Senggolan Aura membuat tubuh Aidan terdorong ke depan. Remaja itu bahkan terpaksa menjadi penyanggah tubuh si Gadis Angin yang kini menempelkan telinga pada teleponnya.

"Minggir sedikit dong," gerutu Aidan sambil menutup saluran bicara memakai tangannya sebelum dia berkata kepada Nadia dengan nada masam.

"Jadi, aku mendapatkan tugas dari Perempuan Angin untuk mencari kristal kemudian akan dikejar raksasa? Bagus sekali."

"Yah, begitulah. Selamat repot ya!" Tawa Nadia lepas dan membuat Aidan semakin jengkel. "Di visi yang kulihat, ada dua kristal, satunya jatuh di pulau Sumatera, satunya lagi di daerah Jawa Tengah. Aku melihat sebuah kota dengan menara jam di pusat kota.”

Hening seketika. Aidan mencoba menerka-nerka petunjuk dari saudarinya sebelum dia melompat berdiri dan menyebabkan Aura menyumpah akibat kepalanya terantuk keras.

"Menara jam dengan atap runcing? Kristal itu ada di London, Inggris?!"

"Aku belum punya paspor!" lanjut Aidan dengan tampang bingung. Dia tidak mungkin menjadi penumpang gelap di bagasi pesawat, 'kan?

“SUMATERA KAKAKKU SAYANG!” Teriakan Nadia yang suaranya semakin mirip piring pecah membuat Aidan mengenyit kesakitan.

“Kenapa bisa sampai London, sih? Menara jam itu berwarna putih dengan atap yang mencuat ke empat sisi.” Nadia terdiam sejenak dan membuat Aidan bernapas lega. Namun, suara cempreng saudarinya kembali terdengar. “Persis seperti dekorasi rumah makan Padang yang ayah suka datangi bersama kita.”

Mata Aidan berbinar seketika. “Ah! Padang! Benar! Aku ingat di sana ada menara jam di sana. Jam Gadang. Itu adalah jam yang memiliki mesin yang sama dengan Big Ben London!”

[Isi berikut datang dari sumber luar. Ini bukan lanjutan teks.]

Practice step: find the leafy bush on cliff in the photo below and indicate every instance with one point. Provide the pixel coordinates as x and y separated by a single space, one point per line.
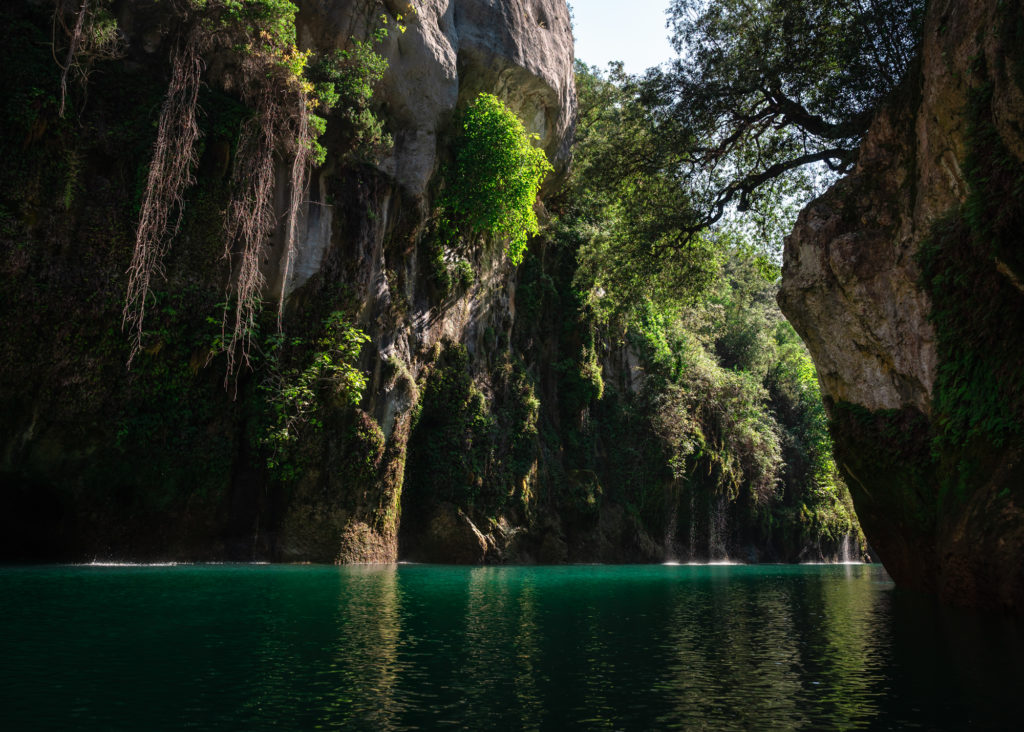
497 175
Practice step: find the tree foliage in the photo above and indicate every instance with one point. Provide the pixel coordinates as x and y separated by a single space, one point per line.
497 175
764 88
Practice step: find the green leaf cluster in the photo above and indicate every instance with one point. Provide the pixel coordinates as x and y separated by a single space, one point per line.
497 174
304 377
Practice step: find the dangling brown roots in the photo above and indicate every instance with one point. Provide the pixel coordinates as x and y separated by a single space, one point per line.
280 126
88 40
174 159
282 118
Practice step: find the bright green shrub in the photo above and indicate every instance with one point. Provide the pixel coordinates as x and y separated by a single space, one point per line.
497 174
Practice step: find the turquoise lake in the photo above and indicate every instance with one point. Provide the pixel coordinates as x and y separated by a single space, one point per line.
416 646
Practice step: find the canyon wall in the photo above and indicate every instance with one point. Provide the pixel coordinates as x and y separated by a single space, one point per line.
904 281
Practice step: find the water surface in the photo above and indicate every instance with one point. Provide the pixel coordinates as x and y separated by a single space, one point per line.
416 646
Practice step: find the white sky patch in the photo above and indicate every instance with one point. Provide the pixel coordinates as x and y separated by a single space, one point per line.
614 31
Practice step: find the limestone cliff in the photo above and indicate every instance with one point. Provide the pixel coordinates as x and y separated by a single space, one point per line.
904 280
160 461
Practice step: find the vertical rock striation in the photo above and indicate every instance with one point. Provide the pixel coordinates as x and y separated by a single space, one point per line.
904 280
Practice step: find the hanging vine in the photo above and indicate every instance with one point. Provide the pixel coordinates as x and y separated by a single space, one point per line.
269 74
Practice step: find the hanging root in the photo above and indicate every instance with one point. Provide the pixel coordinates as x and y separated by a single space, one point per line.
74 45
93 36
300 176
249 225
174 159
282 126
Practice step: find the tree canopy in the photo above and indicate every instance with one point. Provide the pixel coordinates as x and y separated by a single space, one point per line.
763 88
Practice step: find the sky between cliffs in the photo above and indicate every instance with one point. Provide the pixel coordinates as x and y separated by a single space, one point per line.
612 31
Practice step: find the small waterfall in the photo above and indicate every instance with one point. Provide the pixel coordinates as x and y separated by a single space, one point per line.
846 550
693 528
717 529
670 531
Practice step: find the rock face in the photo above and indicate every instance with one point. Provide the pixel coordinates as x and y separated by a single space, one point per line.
904 281
365 240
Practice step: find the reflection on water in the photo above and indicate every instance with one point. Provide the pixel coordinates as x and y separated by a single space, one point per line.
714 647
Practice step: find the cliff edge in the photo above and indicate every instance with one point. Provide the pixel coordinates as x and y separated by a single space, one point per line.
905 282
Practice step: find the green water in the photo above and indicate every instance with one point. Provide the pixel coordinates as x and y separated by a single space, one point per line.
635 647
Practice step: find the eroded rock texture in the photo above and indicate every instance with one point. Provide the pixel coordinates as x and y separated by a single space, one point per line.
904 280
161 461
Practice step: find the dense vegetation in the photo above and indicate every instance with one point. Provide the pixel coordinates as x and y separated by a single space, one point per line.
645 401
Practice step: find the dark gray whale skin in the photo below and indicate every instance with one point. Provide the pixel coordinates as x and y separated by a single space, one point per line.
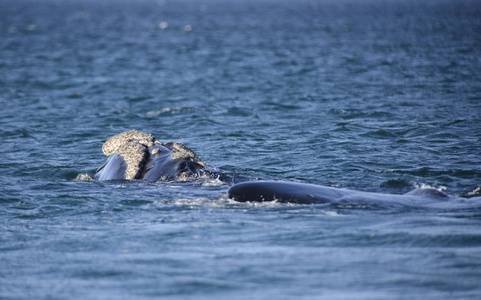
303 193
136 155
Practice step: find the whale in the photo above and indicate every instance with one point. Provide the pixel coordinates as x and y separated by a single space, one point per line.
137 155
305 193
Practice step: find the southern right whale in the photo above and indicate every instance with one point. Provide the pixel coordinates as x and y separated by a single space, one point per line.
137 155
304 193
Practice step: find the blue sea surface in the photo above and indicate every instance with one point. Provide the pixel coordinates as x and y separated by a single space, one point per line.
378 95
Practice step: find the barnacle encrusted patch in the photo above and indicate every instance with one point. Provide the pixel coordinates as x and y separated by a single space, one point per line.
133 146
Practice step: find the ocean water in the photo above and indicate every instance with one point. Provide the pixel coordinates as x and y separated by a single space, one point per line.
378 96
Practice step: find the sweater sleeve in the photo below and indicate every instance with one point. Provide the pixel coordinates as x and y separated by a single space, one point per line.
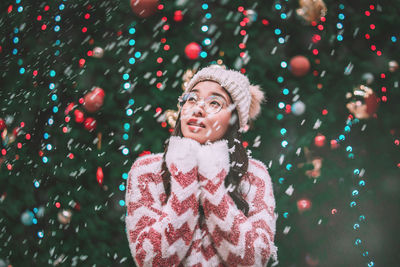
239 240
160 235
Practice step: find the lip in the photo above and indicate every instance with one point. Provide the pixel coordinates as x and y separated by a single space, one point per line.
195 121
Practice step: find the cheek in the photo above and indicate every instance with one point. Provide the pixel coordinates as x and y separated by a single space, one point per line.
220 123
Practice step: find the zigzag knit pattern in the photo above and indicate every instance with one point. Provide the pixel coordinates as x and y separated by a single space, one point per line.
171 233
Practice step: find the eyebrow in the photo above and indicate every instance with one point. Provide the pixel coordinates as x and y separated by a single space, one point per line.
214 93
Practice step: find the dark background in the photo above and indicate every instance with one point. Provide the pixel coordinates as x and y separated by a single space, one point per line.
95 235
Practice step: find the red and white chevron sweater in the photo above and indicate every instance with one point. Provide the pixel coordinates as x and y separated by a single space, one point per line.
172 232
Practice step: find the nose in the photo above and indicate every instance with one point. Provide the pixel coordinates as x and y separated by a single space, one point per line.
197 110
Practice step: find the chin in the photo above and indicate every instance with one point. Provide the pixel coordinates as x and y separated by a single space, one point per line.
196 137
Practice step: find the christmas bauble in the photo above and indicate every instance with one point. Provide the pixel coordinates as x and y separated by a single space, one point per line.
98 52
27 217
64 216
251 15
303 204
311 10
40 212
79 117
90 124
94 100
192 50
144 8
2 124
319 140
334 144
99 175
298 108
368 78
299 65
363 102
393 65
178 16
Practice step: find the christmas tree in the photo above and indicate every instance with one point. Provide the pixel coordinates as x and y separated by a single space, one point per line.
89 86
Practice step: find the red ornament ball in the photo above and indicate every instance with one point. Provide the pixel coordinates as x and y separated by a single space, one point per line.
69 108
99 175
299 65
79 117
193 50
178 16
319 140
2 124
303 204
144 8
90 124
94 100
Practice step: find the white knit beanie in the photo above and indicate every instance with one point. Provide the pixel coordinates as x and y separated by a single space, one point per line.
246 97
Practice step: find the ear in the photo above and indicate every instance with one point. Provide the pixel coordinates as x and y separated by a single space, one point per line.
257 98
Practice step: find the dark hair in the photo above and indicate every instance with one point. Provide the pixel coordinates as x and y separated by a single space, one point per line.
236 172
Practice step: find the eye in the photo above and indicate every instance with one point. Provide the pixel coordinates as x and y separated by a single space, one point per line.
215 103
192 98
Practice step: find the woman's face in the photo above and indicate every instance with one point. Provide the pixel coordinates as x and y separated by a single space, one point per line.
199 125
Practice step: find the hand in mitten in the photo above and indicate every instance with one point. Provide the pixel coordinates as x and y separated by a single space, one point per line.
213 162
182 163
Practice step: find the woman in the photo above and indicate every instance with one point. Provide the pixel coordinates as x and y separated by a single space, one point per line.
203 202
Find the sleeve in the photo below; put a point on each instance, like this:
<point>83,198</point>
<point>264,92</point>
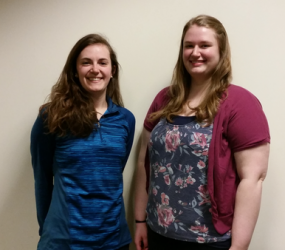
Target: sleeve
<point>248,126</point>
<point>42,152</point>
<point>159,101</point>
<point>129,143</point>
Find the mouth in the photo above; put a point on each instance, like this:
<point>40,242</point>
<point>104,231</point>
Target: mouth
<point>197,63</point>
<point>94,79</point>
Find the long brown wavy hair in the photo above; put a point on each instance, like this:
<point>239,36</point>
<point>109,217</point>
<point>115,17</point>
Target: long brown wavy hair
<point>181,79</point>
<point>70,108</point>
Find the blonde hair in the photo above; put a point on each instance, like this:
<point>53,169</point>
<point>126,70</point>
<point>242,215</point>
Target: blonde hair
<point>70,108</point>
<point>181,79</point>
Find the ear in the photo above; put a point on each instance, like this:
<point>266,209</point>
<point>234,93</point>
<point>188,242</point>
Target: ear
<point>113,69</point>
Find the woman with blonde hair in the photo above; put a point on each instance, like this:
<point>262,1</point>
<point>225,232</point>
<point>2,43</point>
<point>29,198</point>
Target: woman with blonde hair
<point>80,143</point>
<point>204,152</point>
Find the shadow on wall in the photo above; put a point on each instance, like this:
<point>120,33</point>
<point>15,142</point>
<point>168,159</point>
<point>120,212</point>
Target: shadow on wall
<point>19,229</point>
<point>131,194</point>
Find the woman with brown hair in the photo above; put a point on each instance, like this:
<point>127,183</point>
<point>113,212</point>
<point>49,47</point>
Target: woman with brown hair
<point>80,144</point>
<point>204,152</point>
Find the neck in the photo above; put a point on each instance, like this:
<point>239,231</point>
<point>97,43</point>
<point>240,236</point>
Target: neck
<point>100,104</point>
<point>198,91</point>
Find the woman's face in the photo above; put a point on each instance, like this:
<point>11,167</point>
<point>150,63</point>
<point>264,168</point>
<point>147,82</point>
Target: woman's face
<point>94,68</point>
<point>200,52</point>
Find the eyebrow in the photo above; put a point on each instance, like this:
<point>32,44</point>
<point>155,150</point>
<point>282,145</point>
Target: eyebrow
<point>87,58</point>
<point>205,41</point>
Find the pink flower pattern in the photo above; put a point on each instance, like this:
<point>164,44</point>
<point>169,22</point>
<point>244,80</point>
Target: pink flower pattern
<point>179,201</point>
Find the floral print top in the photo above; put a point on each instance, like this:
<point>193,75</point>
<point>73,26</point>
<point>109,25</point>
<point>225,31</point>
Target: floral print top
<point>179,205</point>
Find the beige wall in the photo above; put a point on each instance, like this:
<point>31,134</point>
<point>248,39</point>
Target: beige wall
<point>36,37</point>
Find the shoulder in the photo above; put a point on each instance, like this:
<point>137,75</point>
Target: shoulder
<point>127,117</point>
<point>237,94</point>
<point>127,113</point>
<point>162,94</point>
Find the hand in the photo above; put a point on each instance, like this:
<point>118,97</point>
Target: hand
<point>141,236</point>
<point>237,248</point>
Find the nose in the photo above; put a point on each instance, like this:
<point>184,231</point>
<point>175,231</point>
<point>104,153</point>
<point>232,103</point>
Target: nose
<point>196,51</point>
<point>94,68</point>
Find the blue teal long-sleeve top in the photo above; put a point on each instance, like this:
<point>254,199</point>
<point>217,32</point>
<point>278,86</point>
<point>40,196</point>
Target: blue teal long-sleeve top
<point>79,184</point>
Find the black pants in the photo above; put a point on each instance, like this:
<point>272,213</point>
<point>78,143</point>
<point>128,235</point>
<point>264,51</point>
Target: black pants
<point>159,242</point>
<point>126,247</point>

“Ya, ya, ya,” sela Nadia yang sepertinya tidak menghargai kecerdasan Aidan. “Sepertinya pembagian tugasnya jelas. Kamu cari Kristal di Padang dan aku cari di Jawa Tengah. Kayanya kristal-kristal ini penyebab keanehan ini. Pokoknya, jauh-jauh dari Raksasa, oke?!”

“Siapa yang mau mendekati raksasa,” omel Aidan. Dia sudah cukup direpotkan dengan kehadiran si Wanita Angin. "Lalu kamu ke Jawa Tengah pakai apa?"

Tidak ada jawaban.

Kening Aidan berkerut kebingungan. Remaja itu menempelkan telepon lebih erat dan kembali bertanya, "Nadia?"

Hening.

Aidan melihat layar ponsel dan menemukan sambungan mereka terputus. Remaja itu spontan ingin menekan tombol dial. Namun, suara berisik Nadia membuat dia membatalkan niatnya.

Mungkin Nadia keselek karena terus berteriak, pikir Aidan bijak.

Namun, tiba-tiba nada khas pesan masuk bersamaan layar menyala membuat Aidan segera membaca tulisan yang berada di layar.

Nadia :  Pastikan ponselmu tetap aktif, Kakak Gaptek.

Wajah Aidan masam seketika. Dia segera membalas pesan dengan sangat singkat. "Oke, Bawel."

Remaja itu menoleh ke arah Aura yang sedang mengamatinya dengan wajah cemberut, lalu berkata, "Kita ke Padang."